Laur Chițanu

Personal information
- Full name: Laurențiu Chițanu
- Date of birth: 1 September 2000 (age 24)
- Place of birth: Chișinău, Moldova
- Position(s): Striker

Team information
- Current team: Spartak (Varna)

Senior career*
- Years: Team / Apps / (Gls)
- 2018−2019: Marinhense B
- 2020: Scandicci
- 2021: Florești / 12 / (1)
- 2022–: Spartak (Varna) / 0 / (0)

= Laur Chițanu =

Moldovan footballer

Laurențiu Chițanu (born 1 September 2000) is a Moldovan footballer who plays as a striker for Spartak (Varna).
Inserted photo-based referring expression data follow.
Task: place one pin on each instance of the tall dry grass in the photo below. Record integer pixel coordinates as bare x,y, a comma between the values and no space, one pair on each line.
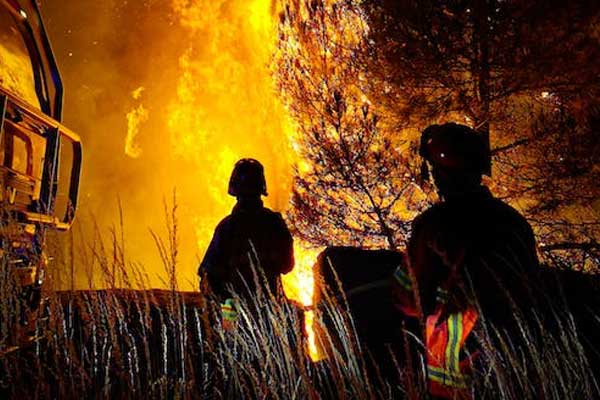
121,342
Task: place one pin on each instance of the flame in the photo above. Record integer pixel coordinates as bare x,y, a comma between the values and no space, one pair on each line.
135,118
299,286
16,73
227,108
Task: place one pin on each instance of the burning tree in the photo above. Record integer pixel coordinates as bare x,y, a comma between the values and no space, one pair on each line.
521,72
353,184
524,72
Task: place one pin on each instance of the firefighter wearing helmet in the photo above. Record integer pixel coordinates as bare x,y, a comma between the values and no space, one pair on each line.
470,258
248,245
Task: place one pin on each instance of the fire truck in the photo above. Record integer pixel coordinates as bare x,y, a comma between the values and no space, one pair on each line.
40,159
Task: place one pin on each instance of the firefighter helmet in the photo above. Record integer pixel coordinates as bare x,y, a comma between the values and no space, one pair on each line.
454,148
247,178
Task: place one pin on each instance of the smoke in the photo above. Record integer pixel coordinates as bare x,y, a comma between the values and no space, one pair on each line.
207,101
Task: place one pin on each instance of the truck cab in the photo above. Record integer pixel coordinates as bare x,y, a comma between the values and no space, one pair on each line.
40,159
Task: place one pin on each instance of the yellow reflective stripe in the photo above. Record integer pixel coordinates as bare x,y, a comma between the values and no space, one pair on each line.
446,377
402,278
455,330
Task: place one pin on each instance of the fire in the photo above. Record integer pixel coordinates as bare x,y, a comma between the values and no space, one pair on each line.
226,108
299,286
135,118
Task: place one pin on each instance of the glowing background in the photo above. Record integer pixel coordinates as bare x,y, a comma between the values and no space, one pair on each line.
168,96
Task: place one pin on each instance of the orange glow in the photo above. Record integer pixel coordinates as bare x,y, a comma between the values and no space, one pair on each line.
299,286
227,108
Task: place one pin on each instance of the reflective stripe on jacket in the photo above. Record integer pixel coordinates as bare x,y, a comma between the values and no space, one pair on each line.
448,376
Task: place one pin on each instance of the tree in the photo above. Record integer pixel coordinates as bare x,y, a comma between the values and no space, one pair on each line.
522,71
354,184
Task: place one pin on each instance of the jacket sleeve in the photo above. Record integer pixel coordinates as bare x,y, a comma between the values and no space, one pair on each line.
213,264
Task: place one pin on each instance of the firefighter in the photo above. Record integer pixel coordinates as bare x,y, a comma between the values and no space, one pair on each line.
470,257
250,245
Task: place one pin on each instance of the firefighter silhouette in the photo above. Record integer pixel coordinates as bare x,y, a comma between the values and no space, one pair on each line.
249,246
470,256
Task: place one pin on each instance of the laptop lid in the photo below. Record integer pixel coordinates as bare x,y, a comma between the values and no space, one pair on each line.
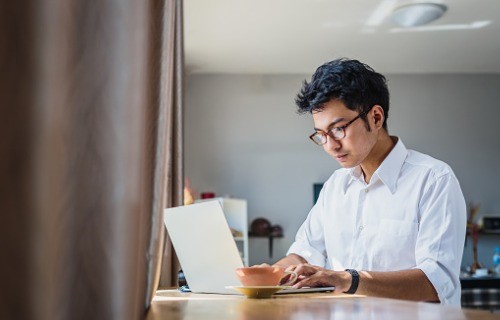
205,246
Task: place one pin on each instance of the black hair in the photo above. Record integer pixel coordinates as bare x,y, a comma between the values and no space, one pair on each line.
354,83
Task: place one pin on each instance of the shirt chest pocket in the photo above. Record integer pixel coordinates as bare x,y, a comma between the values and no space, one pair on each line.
394,244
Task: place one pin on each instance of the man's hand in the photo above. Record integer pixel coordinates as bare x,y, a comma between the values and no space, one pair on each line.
314,276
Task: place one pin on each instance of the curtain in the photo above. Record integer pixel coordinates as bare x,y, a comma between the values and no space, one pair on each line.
90,154
167,95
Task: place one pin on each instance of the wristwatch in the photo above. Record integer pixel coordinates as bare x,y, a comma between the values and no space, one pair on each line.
355,281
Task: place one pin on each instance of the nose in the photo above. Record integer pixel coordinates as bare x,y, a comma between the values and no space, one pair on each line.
332,144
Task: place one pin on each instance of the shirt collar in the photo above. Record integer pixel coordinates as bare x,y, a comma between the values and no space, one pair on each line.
387,172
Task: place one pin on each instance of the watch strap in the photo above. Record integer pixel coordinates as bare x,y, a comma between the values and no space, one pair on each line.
355,281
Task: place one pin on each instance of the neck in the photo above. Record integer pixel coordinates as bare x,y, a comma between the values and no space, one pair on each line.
379,152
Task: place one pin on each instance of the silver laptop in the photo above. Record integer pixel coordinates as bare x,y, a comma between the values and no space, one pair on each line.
206,249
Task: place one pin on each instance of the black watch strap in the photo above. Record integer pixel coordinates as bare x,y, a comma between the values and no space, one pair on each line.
355,281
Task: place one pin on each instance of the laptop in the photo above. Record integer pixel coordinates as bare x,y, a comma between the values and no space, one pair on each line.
206,249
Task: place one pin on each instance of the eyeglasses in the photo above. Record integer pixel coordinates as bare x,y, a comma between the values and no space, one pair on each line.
336,133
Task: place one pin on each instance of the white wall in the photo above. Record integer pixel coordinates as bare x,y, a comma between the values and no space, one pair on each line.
244,139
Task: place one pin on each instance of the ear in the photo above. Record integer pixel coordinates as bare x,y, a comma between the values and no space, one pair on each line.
378,115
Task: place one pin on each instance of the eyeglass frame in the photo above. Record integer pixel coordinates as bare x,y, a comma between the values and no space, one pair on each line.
330,134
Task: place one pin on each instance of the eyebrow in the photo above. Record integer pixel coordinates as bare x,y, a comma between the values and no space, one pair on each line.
331,124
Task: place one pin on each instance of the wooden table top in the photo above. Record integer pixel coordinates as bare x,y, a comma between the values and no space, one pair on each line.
171,304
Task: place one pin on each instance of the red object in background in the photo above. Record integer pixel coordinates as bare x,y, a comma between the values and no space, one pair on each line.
261,227
207,195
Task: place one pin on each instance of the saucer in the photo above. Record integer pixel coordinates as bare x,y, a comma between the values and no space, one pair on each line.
258,292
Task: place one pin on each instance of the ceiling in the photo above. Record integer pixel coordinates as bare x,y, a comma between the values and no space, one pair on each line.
296,36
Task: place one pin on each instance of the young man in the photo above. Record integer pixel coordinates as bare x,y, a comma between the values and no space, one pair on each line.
391,222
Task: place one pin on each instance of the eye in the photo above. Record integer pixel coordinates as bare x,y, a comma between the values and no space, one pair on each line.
337,130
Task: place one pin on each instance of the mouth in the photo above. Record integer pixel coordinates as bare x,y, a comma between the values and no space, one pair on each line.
341,158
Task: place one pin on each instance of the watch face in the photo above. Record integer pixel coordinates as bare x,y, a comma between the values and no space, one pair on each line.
355,281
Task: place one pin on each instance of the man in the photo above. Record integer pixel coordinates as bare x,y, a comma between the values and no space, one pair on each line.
394,218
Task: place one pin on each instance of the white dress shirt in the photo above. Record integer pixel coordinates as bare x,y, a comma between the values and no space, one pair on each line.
412,214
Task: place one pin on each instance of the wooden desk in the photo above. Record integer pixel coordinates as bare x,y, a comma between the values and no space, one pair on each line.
171,304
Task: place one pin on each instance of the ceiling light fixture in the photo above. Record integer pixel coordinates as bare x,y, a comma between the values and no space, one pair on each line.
417,14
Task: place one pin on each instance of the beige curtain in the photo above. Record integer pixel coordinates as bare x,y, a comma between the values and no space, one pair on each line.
168,176
90,154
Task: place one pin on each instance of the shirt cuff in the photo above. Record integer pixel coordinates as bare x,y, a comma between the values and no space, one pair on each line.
311,255
442,282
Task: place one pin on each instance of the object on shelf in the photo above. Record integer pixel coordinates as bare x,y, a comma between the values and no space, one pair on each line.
276,231
236,233
491,224
473,229
207,195
189,193
261,227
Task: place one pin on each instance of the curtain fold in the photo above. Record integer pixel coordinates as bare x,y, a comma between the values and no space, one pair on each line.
175,138
166,138
90,155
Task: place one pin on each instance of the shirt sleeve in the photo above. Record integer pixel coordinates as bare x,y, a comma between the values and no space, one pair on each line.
441,237
310,241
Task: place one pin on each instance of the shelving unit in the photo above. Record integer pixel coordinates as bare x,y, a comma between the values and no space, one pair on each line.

Besides Moldova, he has played in Portugal, Italy, and Bulgaria.

==Career==

He started his career with Portuguese sixth tier side Marinhense B. Before the second half of 2019–20, he signed for Scandicci in the Italian fourth tier. In 2021, Chițanu signed for Moldovan club Florești, where he made 12 league appearances and scored 1 goal. On 8 August 2021, he debuted for Florești during a 1–4 loss to Milsami. On 6 November 2021, Chițanu scored his first goal for Florești during a 1–5 loss to Dinamo-Auto. Before the second half of 2021–22, he signed for Spartak (Varna) in Bulgaria after trialing for Spanish team Castellón.